Ontem, a Faculdade de Direito do Recife homenageou um de seus professores eméritos; com fixação de quadro, pintado pelo grande Roberto Ploeg (pronuncia-se Plur), na Sala dos Professores. Das suas muitas qualidades, tantos já falaram. Do papel relevante, para a Democracia, que desempenhou como presidente da OAB de Pernambuco, nos negros anos da Ditadura Militar. De seu gosto por ser professor, na cadeira de Direito Comercial, especializado em Falências e Recuperação Judicial. De sua especial qualidade no conviver. Tudo muito justo e merecido. Mas prefiro, aqui, citar um traço, nele, que muito apreciava – o compromisso com a ética.
Não a “ética das responsabilidades”, de Max Weber, aquela dos homens públicos; equivalente, numa linguagem sindical (se é que isso existe), a uma ética de resultados. Não uma ética onde os fins (o sucesso) justifiquem os meios (as condutas). Não uma ética de aparências, que corresponderia à constatação do amigo Eduardo Galeano – para quem únicos meios que justificam seus fins são “os meios de comunicação”.
Retraduzindo o conceito, para dar-lhe atualidade, essa ética seria aquela em que ser correto se justificaria por não poder deixar de ser assim. Uma ética que remonte aos seus primórdios. No começo dos tempos, sabemos todos, a vida social era dominada pelas crenças. Sem distinção objetiva entre religião, moral e direito.

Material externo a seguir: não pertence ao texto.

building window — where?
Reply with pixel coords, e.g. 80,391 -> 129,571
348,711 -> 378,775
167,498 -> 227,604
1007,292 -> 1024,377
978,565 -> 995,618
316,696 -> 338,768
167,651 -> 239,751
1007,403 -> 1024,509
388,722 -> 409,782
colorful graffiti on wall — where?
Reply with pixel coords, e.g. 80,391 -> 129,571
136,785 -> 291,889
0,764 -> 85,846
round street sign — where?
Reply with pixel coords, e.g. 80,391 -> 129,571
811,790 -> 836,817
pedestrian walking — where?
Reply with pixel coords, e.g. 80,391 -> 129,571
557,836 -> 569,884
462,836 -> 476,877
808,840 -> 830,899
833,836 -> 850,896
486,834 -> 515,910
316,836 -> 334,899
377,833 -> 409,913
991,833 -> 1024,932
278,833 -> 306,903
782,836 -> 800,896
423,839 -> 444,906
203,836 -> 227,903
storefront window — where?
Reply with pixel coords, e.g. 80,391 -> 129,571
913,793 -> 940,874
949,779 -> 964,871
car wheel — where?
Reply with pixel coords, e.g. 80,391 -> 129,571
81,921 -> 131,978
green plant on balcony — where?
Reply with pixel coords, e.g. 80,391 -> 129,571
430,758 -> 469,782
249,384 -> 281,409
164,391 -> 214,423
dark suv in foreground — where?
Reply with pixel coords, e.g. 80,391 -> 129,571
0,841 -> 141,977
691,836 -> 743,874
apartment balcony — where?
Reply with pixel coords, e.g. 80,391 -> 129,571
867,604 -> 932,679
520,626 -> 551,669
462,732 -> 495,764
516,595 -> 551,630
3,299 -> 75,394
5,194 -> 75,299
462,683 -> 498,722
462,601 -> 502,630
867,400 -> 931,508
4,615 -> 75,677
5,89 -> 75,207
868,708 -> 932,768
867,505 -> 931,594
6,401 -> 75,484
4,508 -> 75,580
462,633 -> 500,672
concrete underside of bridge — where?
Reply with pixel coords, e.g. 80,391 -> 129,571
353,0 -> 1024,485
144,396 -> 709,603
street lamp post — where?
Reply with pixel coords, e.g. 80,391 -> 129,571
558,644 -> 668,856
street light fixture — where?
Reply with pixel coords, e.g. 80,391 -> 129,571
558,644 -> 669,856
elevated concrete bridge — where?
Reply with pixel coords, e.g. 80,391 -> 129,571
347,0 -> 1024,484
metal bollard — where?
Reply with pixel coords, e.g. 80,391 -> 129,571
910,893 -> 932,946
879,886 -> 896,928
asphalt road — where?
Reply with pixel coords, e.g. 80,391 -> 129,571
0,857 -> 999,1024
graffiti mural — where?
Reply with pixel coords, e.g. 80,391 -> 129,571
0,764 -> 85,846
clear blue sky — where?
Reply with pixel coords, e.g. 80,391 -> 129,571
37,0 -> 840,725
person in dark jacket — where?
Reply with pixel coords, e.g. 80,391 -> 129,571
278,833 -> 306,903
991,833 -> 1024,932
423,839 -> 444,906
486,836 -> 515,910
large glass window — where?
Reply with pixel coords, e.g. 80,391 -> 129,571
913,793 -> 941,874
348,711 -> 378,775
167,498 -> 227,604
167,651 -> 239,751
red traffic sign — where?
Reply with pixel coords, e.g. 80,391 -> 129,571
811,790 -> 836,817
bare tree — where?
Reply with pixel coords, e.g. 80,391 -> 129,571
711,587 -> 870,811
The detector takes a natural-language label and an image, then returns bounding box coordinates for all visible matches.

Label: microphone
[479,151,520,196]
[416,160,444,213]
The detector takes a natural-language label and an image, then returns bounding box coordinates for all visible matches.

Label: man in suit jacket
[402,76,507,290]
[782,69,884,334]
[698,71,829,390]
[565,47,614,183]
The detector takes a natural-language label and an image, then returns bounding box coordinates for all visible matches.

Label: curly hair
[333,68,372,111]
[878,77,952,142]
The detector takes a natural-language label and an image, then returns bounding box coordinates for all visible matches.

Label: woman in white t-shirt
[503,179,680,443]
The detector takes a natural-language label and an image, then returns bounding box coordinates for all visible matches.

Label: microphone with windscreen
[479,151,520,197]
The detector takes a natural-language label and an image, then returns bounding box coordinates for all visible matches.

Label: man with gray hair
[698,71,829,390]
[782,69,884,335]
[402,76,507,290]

Até que, entre VII e II AC, veio o que Jaspers definiu como “período axial”. Surgem os primeiros grandes filósofos: Pitágoras, na Grécia; Zaratustra, na Pérsia; Buda, na Índia; Lao-Tsé e Confúcio, na China.
Com esse “período axial”, veio também o questionamento dos mitos religiosos. E a compreensão de que nenhum poder político está acima do povo. Era uma ética, em consequência, fundada no bem comum. Por isso, a observação é de Toynbee, não foi casual terem sido contemporâneos o nascimento, na Grécia, da tragédia, da filosofia e da democracia. Essa ética em que todos devem acreditar, portanto, é aquela que retoma seu verdadeiro significado histórico. E que, valendo no passado, possa valer também no futuro.
Ocorre ser o homenageado, também, advogado. O que nos remete ao passado. Num Discurso de Paraninfo que fez em 11 de dezembro do negro ano de 1964, louvando Democracia e Liberdade, disse José Paulo Cavalcanti (meu pai): “Os que forem advogados verão a justiça com suas incertezas, suas alegrias, suas desilusões, seu desespero com a inevitável lentidão do processo. Mas do advogado sobretudo importa dizer que ninguém vê tão de perto o homem, no seu trágico barro, rareado de estrelas”.
Há duas maneiras de entender esta frase. Uma primeira, universal e mais abrangente, referindo que a maioria dos homens é barro trágico e apenas uns poucos são estrelas pela vida. Outra, particular e mais íntima, segundo a qual cada um de nós é quase o tempo todo barro, com raros momentos de estrela. E o amigo ainda hoje chorado, por sua trajetória, estaria em ambas as versões. Por ter muitos momentos de estrela, em sua trajetória; e por se sobressair do barro trágico que contamina o indeterminado cidadão comum. Como o “caminhante que faz seus caminhos ao andar”, usando palavras de Antonio Machado, ele era uma reluzente “estrela no mar”.
Por tudo, então, saibam todos e cada um que reverencio essa figura importante, para o Brasil, o professor Octávio de Oliveira Lobo – como herói, símbolo e exemplo de um futuro feito com ética cidadã e fé no Direito. Moldado no barro especial de que são feitas as estrelas. Razão porque ter sido amigo de alguém como ele é razão de orgulho, honra e privilégio. Viva Octávio Lobo!